Obstruction of Public Roads — Fact Case.—See the statement of the case for evidence held insufficient to support a conviction for wilfully obstructing a public road.
Appeal from the County Court of Fayette. Tried below before the Hon. John C. Stiehl, County Judge.
Convicted upon an information charging him with the wilful obstruction of a public road, the appellant was fined in the sum of $10.
The State first introduced in evidence the decree of the commissioners’ court of Fayette county, establishing the second-class road thereafter known as the Colorado Biver, Crownover Bend and Cedar Post Office road. Henry Schubert, the overseer of the said road, was then called to -the stand, and testified, in substance, that for a distance of one hundred and fifty yards between the fences of the defendant and Mr. Kehrer, the road in question is from twenty to twenty-five feet wide. After receiving his commission in March, 1884, the witness notified the defendant to remove his fence to its proper place, and the defendant agreed, but has failed to do so. Witness did not know the proper line between the defendant and Kehrer’s property. He did not know that the defendant ever moved his fence into or out of the road. On his cross-examination, this witness said that he first went to Mr. Kehrer, about the road at the point spoken of being too narrow. Kehrer said that the road was entirely on his land, and advised witness to see defendant. Witness did not know the line as the road was first laid out, nor did he know when Kehrer built his present fence.

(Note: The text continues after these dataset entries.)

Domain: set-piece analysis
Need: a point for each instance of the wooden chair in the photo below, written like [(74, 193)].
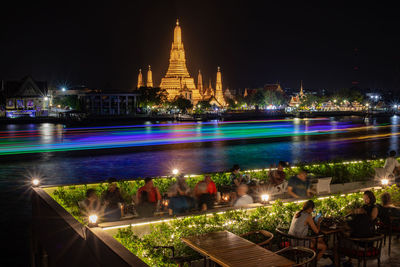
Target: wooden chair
[(286, 240), (390, 229), (262, 238), (301, 255), (181, 261), (362, 249)]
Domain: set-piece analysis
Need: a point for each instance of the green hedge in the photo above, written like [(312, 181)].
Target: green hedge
[(237, 221), (341, 172)]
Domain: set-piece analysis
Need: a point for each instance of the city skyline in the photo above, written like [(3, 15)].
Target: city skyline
[(104, 46)]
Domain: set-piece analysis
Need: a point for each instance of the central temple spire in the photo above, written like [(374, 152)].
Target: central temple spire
[(177, 34), (177, 81)]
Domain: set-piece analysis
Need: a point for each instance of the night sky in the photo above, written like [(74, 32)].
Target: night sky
[(102, 44)]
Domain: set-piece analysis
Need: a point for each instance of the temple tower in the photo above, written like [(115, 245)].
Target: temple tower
[(219, 95), (149, 82), (200, 83), (177, 81), (140, 79), (301, 89)]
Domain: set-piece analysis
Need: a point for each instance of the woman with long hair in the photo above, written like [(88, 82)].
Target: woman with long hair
[(302, 221)]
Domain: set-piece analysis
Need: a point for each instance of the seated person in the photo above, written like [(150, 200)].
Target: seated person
[(236, 177), (302, 221), (204, 199), (299, 186), (91, 204), (205, 192), (277, 177), (362, 220), (243, 198), (180, 200), (152, 198), (145, 208), (387, 209), (113, 202), (369, 208)]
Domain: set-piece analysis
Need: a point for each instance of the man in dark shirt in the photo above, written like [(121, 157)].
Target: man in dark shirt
[(113, 202), (299, 186)]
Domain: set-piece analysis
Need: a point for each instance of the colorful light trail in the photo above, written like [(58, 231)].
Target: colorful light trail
[(72, 139)]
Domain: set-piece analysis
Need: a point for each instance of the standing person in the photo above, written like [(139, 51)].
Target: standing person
[(91, 204), (243, 198), (206, 193), (363, 219), (180, 197), (277, 176), (301, 223), (236, 177), (391, 163), (299, 186), (113, 202), (148, 197)]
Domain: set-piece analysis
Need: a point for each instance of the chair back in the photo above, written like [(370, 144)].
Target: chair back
[(286, 240), (324, 185), (361, 248), (301, 255)]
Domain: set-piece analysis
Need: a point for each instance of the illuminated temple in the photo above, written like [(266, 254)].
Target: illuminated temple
[(178, 82)]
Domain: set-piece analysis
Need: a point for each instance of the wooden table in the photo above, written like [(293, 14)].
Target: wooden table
[(230, 250)]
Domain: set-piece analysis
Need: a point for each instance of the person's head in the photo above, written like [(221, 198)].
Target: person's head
[(91, 194), (236, 168), (308, 207), (386, 199), (112, 184), (144, 197), (148, 182), (281, 165), (202, 187), (242, 190), (302, 175), (369, 198)]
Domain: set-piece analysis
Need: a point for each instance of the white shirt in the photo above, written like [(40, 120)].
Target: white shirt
[(390, 164), (243, 201)]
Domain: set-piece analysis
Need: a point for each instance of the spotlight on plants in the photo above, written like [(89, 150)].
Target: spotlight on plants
[(93, 220), (265, 198), (35, 182)]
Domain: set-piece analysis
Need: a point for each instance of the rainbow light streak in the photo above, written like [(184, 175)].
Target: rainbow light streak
[(70, 139)]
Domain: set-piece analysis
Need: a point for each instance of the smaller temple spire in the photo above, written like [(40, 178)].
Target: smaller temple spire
[(149, 78), (140, 79), (219, 94)]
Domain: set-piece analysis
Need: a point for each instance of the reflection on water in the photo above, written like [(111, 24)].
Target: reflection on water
[(193, 148)]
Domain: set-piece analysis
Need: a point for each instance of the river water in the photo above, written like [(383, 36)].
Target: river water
[(61, 155)]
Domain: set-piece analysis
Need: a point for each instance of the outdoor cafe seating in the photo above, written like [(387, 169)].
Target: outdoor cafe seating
[(361, 249)]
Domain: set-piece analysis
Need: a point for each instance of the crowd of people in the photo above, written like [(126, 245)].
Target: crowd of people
[(361, 222), (180, 198)]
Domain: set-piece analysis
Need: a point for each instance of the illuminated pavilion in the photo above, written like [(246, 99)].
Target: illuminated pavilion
[(178, 82)]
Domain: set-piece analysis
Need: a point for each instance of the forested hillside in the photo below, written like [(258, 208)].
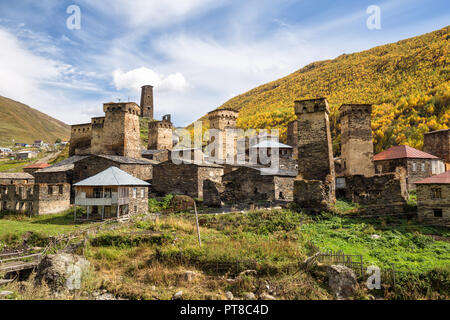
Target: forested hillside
[(408, 83)]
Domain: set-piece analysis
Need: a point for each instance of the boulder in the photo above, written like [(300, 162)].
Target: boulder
[(342, 281), (62, 271), (178, 296), (4, 294), (182, 203), (189, 276)]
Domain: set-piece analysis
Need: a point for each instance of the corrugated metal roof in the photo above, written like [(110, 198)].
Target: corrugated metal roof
[(443, 178), (38, 166), (401, 152), (112, 176), (269, 144)]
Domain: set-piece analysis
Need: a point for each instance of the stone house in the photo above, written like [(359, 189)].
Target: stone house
[(185, 178), (32, 168), (35, 199), (17, 178), (418, 164), (433, 199), (247, 184), (117, 133), (5, 152), (112, 193), (23, 155), (438, 143), (93, 164)]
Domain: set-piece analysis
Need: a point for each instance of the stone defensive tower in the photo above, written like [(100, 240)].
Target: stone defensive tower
[(437, 143), (292, 137), (314, 187), (147, 106), (356, 139), (117, 133), (160, 134), (223, 120)]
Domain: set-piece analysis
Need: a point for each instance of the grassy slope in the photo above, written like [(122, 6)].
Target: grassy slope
[(408, 82), (25, 124)]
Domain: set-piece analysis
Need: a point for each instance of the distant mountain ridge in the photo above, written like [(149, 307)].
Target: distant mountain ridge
[(25, 124), (408, 82)]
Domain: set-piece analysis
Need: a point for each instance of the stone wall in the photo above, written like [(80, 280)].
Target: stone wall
[(147, 107), (117, 133), (314, 187), (416, 169), (292, 137), (160, 135), (246, 184), (430, 207), (80, 139), (38, 199), (383, 194), (184, 179), (138, 204), (356, 139), (56, 201)]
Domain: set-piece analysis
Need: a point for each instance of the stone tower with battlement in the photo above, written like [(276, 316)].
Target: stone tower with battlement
[(356, 139), (292, 137), (160, 134), (147, 106), (314, 187), (223, 120), (117, 133)]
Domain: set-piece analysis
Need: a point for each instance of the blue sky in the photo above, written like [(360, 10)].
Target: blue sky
[(197, 53)]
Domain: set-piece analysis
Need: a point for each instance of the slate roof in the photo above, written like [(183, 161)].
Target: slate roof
[(269, 144), (112, 176), (401, 152), (15, 175), (37, 166), (443, 178)]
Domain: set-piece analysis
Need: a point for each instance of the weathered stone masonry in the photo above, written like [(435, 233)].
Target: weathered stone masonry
[(314, 187)]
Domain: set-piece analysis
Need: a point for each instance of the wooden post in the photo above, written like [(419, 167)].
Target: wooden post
[(198, 227)]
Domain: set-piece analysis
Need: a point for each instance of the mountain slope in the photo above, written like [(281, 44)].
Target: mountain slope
[(408, 82), (25, 124)]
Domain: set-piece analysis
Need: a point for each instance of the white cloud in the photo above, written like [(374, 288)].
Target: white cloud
[(134, 79), (38, 81), (153, 13)]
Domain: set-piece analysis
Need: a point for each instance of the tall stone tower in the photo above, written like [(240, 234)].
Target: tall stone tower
[(314, 187), (356, 139), (223, 120), (147, 102), (292, 137), (160, 134), (118, 133)]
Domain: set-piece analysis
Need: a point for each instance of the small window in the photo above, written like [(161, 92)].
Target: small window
[(436, 193), (437, 213)]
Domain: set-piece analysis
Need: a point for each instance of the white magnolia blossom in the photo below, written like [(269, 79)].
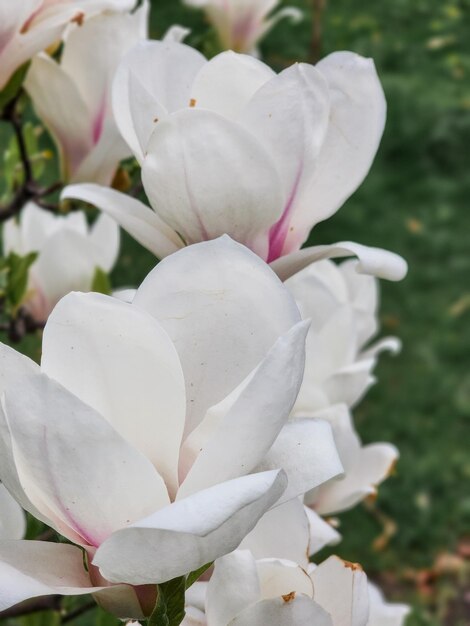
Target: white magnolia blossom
[(270, 580), (343, 307), (247, 592), (30, 26), (241, 24), (228, 146), (152, 433), (12, 517), (365, 466), (69, 253), (75, 102)]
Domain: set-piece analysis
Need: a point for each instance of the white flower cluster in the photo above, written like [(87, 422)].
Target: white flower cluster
[(205, 417)]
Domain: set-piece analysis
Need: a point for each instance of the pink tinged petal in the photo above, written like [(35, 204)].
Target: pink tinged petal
[(120, 361), (233, 586), (373, 261), (12, 517), (294, 610), (134, 216), (85, 472), (222, 291), (289, 115), (101, 162), (189, 533), (62, 109), (145, 88), (29, 569), (227, 82), (206, 176), (357, 120), (341, 589), (321, 532), (306, 450), (249, 429), (67, 263), (100, 43), (383, 613), (282, 533), (14, 366)]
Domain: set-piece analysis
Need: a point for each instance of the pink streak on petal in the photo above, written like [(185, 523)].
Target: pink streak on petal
[(278, 233)]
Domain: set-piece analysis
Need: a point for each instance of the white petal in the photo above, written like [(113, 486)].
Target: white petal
[(297, 611), (189, 533), (153, 79), (12, 517), (65, 264), (134, 216), (228, 81), (233, 586), (119, 360), (365, 467), (105, 237), (306, 450), (374, 261), (341, 589), (62, 109), (224, 309), (383, 613), (282, 533), (321, 533), (100, 43), (279, 577), (91, 479), (101, 162), (289, 115), (251, 426), (206, 176), (29, 569), (358, 111)]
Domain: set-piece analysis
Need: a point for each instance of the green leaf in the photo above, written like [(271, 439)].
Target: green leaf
[(13, 86), (169, 609), (101, 282), (193, 576), (17, 279)]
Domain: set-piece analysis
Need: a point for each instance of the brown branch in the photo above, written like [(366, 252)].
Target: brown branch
[(29, 189)]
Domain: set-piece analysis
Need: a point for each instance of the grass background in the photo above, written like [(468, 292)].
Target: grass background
[(415, 538)]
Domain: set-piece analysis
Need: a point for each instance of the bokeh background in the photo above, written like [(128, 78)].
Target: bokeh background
[(415, 538)]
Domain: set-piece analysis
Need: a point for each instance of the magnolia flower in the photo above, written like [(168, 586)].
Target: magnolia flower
[(228, 146), (129, 442), (29, 26), (75, 105), (69, 253), (247, 592), (12, 518), (343, 307), (241, 24), (365, 467)]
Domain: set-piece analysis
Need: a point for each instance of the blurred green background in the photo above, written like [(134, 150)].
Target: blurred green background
[(415, 539)]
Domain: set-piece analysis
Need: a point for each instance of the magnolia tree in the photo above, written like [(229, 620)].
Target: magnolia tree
[(182, 445)]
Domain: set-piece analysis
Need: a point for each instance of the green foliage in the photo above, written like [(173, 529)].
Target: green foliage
[(101, 283), (194, 576), (14, 272), (169, 610)]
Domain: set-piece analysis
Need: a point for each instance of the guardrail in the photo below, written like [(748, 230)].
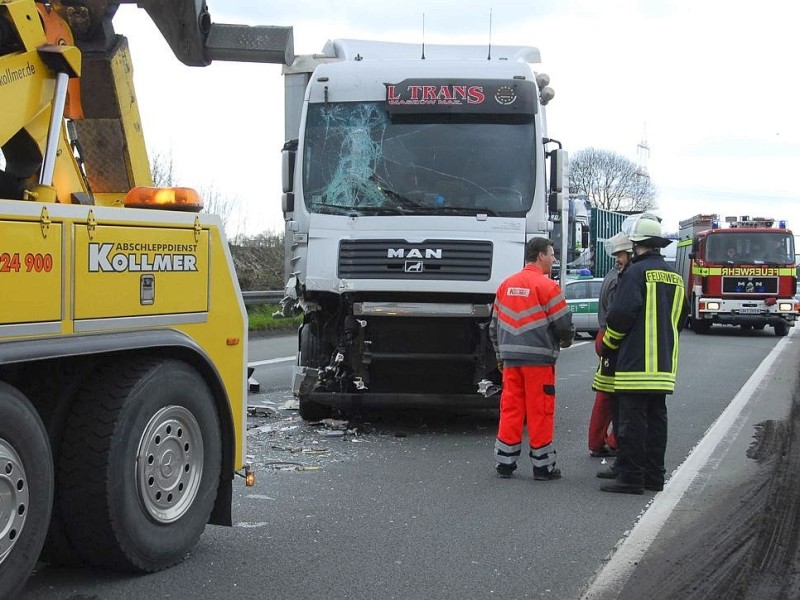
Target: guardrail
[(262, 297)]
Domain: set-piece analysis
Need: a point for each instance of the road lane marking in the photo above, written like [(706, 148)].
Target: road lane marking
[(611, 579), (271, 361)]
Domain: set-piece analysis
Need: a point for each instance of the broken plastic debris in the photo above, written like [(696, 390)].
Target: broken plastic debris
[(255, 410), (332, 432)]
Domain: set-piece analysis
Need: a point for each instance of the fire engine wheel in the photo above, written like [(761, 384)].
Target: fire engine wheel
[(26, 489), (159, 417), (310, 356)]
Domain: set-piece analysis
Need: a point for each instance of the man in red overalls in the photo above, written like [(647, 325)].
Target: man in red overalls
[(530, 323)]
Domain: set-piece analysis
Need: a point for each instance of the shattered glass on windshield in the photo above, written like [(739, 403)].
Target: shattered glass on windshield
[(358, 161)]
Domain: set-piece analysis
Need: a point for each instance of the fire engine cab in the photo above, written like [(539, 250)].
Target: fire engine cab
[(741, 274)]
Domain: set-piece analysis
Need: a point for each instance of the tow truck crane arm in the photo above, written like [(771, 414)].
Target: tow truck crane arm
[(99, 154), (187, 27)]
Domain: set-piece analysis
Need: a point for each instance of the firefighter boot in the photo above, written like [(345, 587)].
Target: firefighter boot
[(505, 471), (546, 474)]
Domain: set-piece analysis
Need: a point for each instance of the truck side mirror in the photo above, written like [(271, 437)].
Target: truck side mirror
[(558, 166), (288, 155)]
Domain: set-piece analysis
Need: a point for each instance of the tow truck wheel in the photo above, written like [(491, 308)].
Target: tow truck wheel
[(310, 356), (26, 489), (140, 464)]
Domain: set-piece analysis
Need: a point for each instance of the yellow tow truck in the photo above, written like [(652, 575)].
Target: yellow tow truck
[(123, 335)]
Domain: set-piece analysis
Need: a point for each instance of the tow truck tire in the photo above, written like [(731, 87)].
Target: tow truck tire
[(140, 464), (26, 489), (310, 349)]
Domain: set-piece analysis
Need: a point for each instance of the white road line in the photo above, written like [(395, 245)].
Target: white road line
[(610, 581), (271, 361)]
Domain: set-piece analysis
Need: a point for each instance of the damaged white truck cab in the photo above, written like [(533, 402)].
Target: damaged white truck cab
[(412, 179)]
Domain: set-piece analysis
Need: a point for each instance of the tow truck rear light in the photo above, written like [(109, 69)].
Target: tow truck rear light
[(174, 198)]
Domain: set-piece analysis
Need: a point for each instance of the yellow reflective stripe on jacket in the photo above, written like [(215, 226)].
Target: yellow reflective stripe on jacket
[(677, 305), (651, 328), (612, 338), (644, 382), (603, 383)]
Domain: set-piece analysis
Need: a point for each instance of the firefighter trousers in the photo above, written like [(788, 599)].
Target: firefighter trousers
[(642, 438), (603, 421), (529, 395), (601, 431)]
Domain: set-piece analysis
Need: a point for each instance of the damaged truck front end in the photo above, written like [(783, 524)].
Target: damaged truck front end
[(366, 351)]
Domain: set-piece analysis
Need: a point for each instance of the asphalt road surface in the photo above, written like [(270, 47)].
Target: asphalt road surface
[(400, 504)]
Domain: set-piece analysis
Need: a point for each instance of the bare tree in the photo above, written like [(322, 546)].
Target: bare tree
[(259, 262), (610, 181), (215, 203), (162, 168)]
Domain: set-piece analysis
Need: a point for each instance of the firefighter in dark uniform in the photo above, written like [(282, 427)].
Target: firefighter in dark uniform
[(639, 359)]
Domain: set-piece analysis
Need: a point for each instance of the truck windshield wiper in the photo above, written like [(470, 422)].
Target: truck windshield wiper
[(323, 208), (403, 200)]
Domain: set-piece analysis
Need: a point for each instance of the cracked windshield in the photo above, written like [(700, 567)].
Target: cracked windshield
[(360, 161)]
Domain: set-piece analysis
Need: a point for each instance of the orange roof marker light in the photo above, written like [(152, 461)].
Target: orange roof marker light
[(174, 198)]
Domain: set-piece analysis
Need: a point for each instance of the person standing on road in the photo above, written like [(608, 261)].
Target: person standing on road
[(640, 360), (602, 441), (530, 323)]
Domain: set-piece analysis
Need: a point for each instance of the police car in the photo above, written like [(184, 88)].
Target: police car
[(582, 294)]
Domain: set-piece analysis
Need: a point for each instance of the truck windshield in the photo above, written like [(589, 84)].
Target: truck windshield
[(744, 247), (356, 160)]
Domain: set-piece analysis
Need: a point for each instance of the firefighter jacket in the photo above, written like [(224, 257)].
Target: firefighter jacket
[(530, 319), (640, 347)]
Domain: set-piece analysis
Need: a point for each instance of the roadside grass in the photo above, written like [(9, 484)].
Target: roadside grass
[(260, 319)]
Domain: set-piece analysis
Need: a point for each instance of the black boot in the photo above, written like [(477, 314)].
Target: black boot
[(505, 471), (608, 473), (621, 487), (545, 474)]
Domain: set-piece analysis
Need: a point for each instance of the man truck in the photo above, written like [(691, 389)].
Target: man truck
[(413, 177), (123, 336)]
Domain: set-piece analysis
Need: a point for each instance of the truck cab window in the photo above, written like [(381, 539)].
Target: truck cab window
[(357, 159)]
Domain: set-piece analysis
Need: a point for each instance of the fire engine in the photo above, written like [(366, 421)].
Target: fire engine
[(743, 274)]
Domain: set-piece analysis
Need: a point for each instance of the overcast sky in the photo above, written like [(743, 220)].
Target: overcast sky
[(710, 86)]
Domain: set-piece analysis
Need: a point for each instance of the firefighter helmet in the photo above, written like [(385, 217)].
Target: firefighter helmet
[(646, 231)]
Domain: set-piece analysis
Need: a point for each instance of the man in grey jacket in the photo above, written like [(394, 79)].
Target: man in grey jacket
[(601, 441)]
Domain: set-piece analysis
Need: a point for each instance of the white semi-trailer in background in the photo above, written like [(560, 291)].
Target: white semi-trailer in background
[(413, 177)]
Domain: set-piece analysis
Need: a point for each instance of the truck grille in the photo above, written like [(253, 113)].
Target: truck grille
[(749, 285), (456, 260)]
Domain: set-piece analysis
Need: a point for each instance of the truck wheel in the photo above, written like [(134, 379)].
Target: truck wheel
[(140, 464), (26, 489), (700, 326), (310, 352)]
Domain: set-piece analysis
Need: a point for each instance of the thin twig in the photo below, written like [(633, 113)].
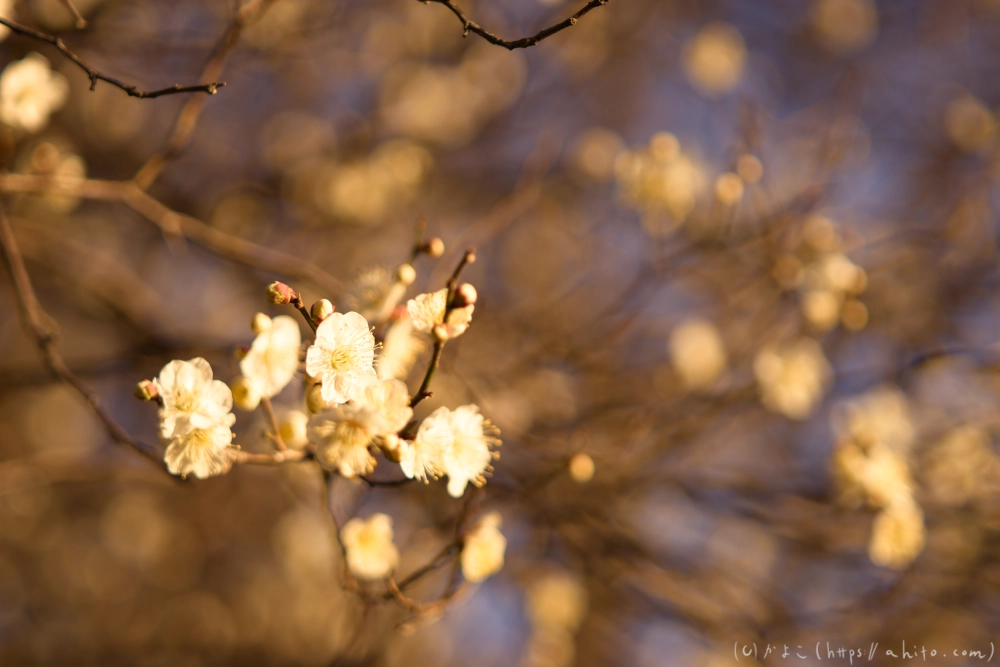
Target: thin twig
[(173, 223), (188, 117), (423, 392), (33, 318), (95, 76), (80, 22), (524, 42)]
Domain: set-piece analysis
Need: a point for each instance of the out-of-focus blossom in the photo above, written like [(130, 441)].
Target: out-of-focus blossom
[(274, 356), (714, 59), (792, 377), (371, 553), (898, 535), (697, 352), (428, 310), (30, 92), (343, 433), (454, 443), (969, 124), (342, 356), (845, 26), (483, 551), (191, 398), (660, 179)]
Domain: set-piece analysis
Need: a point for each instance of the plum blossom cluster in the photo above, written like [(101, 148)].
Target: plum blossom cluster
[(354, 407)]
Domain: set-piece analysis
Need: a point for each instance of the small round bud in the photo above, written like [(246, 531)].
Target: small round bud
[(245, 396), (147, 391), (406, 274), (581, 468), (280, 293), (260, 323), (465, 295), (321, 310), (441, 333), (314, 399), (434, 247)]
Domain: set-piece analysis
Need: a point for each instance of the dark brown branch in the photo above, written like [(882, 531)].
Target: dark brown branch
[(78, 19), (188, 117), (33, 318), (524, 42), (96, 76), (424, 391)]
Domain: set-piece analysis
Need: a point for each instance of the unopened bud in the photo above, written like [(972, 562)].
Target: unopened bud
[(321, 310), (245, 396), (406, 274), (465, 295), (434, 247), (260, 323), (314, 399), (280, 293), (441, 333), (147, 391)]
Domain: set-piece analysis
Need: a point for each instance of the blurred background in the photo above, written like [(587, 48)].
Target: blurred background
[(736, 322)]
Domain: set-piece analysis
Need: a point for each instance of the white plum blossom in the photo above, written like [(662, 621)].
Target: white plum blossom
[(482, 554), (273, 357), (371, 554), (191, 399), (30, 91), (343, 433), (455, 443), (342, 356), (428, 310), (202, 452)]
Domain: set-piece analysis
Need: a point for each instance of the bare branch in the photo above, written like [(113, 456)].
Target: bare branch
[(187, 119), (177, 224), (34, 318), (524, 42), (96, 76)]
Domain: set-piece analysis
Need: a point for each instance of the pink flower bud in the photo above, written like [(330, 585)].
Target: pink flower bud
[(280, 293)]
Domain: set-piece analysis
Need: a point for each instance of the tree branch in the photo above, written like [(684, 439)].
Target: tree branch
[(524, 42), (33, 318), (96, 76)]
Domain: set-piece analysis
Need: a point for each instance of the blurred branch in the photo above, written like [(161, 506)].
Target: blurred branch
[(177, 224), (95, 76), (80, 22), (524, 42), (188, 117), (33, 318)]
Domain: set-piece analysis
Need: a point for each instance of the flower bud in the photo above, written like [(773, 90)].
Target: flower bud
[(434, 247), (260, 323), (441, 333), (314, 399), (465, 295), (321, 310), (406, 274), (147, 391), (280, 293), (245, 396)]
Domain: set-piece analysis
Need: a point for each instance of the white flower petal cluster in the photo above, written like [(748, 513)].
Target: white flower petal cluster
[(428, 311), (195, 419), (371, 553), (30, 92), (342, 357), (482, 554), (273, 357), (455, 443), (343, 433)]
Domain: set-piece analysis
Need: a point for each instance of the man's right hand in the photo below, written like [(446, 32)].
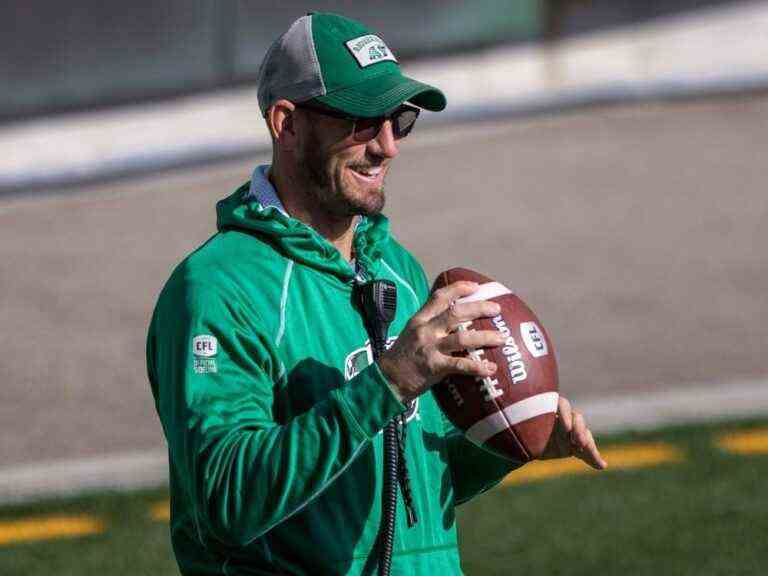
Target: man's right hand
[(421, 356)]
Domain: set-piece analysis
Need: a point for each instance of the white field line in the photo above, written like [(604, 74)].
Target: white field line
[(132, 470)]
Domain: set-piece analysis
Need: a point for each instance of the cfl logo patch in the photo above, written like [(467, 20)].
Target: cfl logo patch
[(205, 345), (534, 339)]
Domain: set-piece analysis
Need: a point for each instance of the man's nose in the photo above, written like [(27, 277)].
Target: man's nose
[(385, 144)]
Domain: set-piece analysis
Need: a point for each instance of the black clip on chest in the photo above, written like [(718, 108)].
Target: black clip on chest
[(378, 300)]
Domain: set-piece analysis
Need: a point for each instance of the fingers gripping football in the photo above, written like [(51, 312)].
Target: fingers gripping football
[(422, 354), (572, 437)]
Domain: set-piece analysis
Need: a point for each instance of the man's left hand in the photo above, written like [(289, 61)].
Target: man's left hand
[(572, 437)]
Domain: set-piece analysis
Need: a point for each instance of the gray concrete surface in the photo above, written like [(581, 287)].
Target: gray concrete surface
[(637, 233)]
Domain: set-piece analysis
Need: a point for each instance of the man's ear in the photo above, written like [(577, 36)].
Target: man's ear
[(281, 122)]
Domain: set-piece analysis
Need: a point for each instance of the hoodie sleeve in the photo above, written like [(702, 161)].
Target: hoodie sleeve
[(213, 371)]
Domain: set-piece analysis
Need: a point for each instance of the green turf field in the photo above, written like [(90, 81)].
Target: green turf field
[(704, 513)]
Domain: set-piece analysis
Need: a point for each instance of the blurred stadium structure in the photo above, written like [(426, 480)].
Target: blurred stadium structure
[(76, 284), (717, 49), (81, 54)]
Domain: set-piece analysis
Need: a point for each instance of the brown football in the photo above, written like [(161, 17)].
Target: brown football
[(513, 412)]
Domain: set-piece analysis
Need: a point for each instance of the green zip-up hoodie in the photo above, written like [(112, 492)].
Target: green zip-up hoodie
[(262, 377)]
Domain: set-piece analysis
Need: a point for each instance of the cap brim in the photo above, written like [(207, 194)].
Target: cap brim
[(380, 95)]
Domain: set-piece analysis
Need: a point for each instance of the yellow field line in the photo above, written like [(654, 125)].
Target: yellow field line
[(747, 442), (160, 511), (618, 458), (48, 527)]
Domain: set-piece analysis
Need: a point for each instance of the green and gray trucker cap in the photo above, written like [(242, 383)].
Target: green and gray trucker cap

A. Kehrer testified that the defendant’s fence is on the line between the lands of himself, witness, and defendant. Defendant’s fence at some places is perhaps a little over the line, and at others a little set back. The road in question was entirely on the land of witness, which he gave voluntarily for road purposes before the road was worked. Witness’s fence has stood where it now stands for six or seven years. Defendant’s fence has stood as it now stands for a much longer time, and was built long before defendant owned the land. Before witness moved his fence out, people, as they were at liberty to do, traveled over the witness’s land. The road is the same now as originally cut out.
The motion for new trial denounced the verdict as unsupported by the evidence.
Duncan c& Meerschiedt, for the appellant.
J. H. Burts, Assistant Attorney General, for the State.

Opinion:
White, Presiding Judge.
This appeal is from a judgment of conviction in the county court for wilfully obstructing a public road. We can scarcely credit it that appellant was convicted upon the evidence alone which is disclosed in the record before us. If so, then we do not hesitate to say that there is not a particle of evidence going to establish in law his guilt of the charge for which he has been convicted. (Shubert v. The State, 16 Texas Ct. App., 645.)
The judgment is reversed and the cause remanded for another trial.